“Agnes Pellicot is living on investments that have gone down in value and has three daughters besides Marie-Therese to bring out.”
Needless to say, the sister January referred to was not the lovely Dominique but Olympe, his full-blood sister who’d run off with the voodoos at the age of sixteen.
They traversed the passageway to the upstairs lobby of the Salle, and emerging, January scanned the room for Dominique: cautiously, because a black musician who was perceived as “uppity” – that is, attending a ball designed for white men in some capacity other than that of a servant – was just as liable to be thrashed on this side of the passageway as on the other. Music still flowed like a sparkling river through the archways that led from the ballroom, and with it the swish of skirts, the brisk pat of slippers on the waxed floor, the laughter of the ladies and the rumble of men’s talk. Impossible to tell whether his sister would be able to gracefully slip from her protector – or whether she’d remember to do so. In ten minutes he’d have to be back...
A moment later, however, Dominique appeared in the archway, a fantasia of green and bronze, calling back over her shoulder, “Darling, if I don’t get some air I’ll be obliged to faint in your arms and that would simply destroy the flowers you gave me—”

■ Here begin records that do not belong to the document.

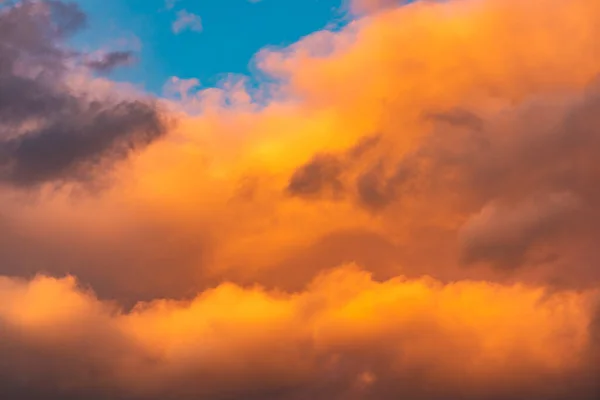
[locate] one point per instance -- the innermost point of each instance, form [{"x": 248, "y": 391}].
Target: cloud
[
  {"x": 447, "y": 148},
  {"x": 187, "y": 21},
  {"x": 52, "y": 131},
  {"x": 344, "y": 336},
  {"x": 109, "y": 61}
]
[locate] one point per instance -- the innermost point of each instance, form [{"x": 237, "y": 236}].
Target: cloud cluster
[
  {"x": 51, "y": 131},
  {"x": 345, "y": 336},
  {"x": 411, "y": 214}
]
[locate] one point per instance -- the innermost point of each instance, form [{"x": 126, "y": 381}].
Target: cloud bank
[{"x": 410, "y": 214}]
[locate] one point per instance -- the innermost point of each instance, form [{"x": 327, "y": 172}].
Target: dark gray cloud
[
  {"x": 111, "y": 60},
  {"x": 49, "y": 131}
]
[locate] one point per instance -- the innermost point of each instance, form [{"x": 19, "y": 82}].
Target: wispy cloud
[{"x": 187, "y": 21}]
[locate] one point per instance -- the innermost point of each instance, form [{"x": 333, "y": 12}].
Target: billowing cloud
[
  {"x": 344, "y": 336},
  {"x": 447, "y": 149}
]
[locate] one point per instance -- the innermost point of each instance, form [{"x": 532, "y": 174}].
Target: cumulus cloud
[
  {"x": 446, "y": 148},
  {"x": 187, "y": 21},
  {"x": 344, "y": 336}
]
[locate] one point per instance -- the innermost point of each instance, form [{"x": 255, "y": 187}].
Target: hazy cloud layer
[{"x": 51, "y": 131}]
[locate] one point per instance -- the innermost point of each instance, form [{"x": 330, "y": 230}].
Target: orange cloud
[{"x": 454, "y": 140}]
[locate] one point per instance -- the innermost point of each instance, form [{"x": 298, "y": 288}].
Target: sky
[
  {"x": 368, "y": 199},
  {"x": 227, "y": 36}
]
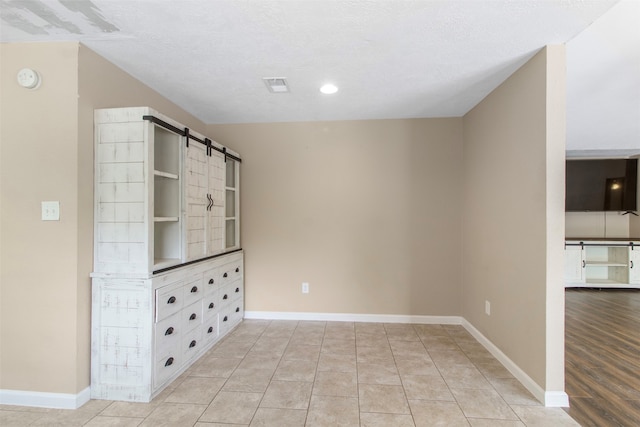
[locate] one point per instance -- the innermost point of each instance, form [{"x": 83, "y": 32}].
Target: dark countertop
[{"x": 604, "y": 239}]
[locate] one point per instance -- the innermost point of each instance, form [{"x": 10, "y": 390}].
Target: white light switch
[{"x": 51, "y": 211}]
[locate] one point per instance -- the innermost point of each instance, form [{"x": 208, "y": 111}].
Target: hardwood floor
[{"x": 602, "y": 356}]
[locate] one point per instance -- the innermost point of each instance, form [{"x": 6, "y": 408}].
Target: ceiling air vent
[{"x": 276, "y": 84}]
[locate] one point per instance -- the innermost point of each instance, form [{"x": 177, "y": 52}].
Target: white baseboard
[
  {"x": 352, "y": 317},
  {"x": 45, "y": 400},
  {"x": 549, "y": 398},
  {"x": 556, "y": 399}
]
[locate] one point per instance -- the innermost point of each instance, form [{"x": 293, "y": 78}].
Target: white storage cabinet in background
[
  {"x": 168, "y": 270},
  {"x": 602, "y": 264}
]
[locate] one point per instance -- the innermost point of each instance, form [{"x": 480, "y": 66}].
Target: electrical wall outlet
[{"x": 51, "y": 211}]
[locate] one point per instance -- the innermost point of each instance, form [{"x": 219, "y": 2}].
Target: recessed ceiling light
[
  {"x": 276, "y": 84},
  {"x": 329, "y": 89}
]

January took his untouched champagne glass, picked a waiter’s silver tray from a corner of the buffet in the lobby, and carried the glass to her with the respectful air of one who knows his place. “Would madame care for champagne?”
“How precious of you, p’tit! What I’d really like is about a quart of arsenic to give to Eulalia Figes – such a witch! She said my dress…”
“Were you able to find out about Nicholas Saverne?” January had learned years ago that if one truly needed specific information, ruthlessly interrupting Dominique’s digressions upon her friends and acquaintances wsa the only way to get it.
“Oh, a perfect chevalier, dearest. He speaks French like a Parisian, he sends to Paris for his boots – he really does, p’tit, Nathalie Grillot’s mother checked – Bourdet makes his coats, the best in town, but it’s all show. Maman Grillot – and Agnes Pellicot – both looked into his finances when he seemed to be showing an interest in Nathalie and in Marie-Therese, and learned that he’s always borrowing from somewhere-or-other to invest in lands that he turns around and mortgages to invest in steamboat shares, but at the bottom he’s not worth the horseshoes on a dead horse. And he owes money to God and all His saints – to every shirtmaker and tobacconist and hatmaker in town. But men are impressed – bankers, and investors, I mean, and tavernkeepers, who’re the ones who control votes. Henri’s mama—” Henri was Dominique’s protector, son of the truly formidable Widow Viellard – says Nicholas Saverne tries even harder to impress the Americans, and that he’s spoken of running for Congress.”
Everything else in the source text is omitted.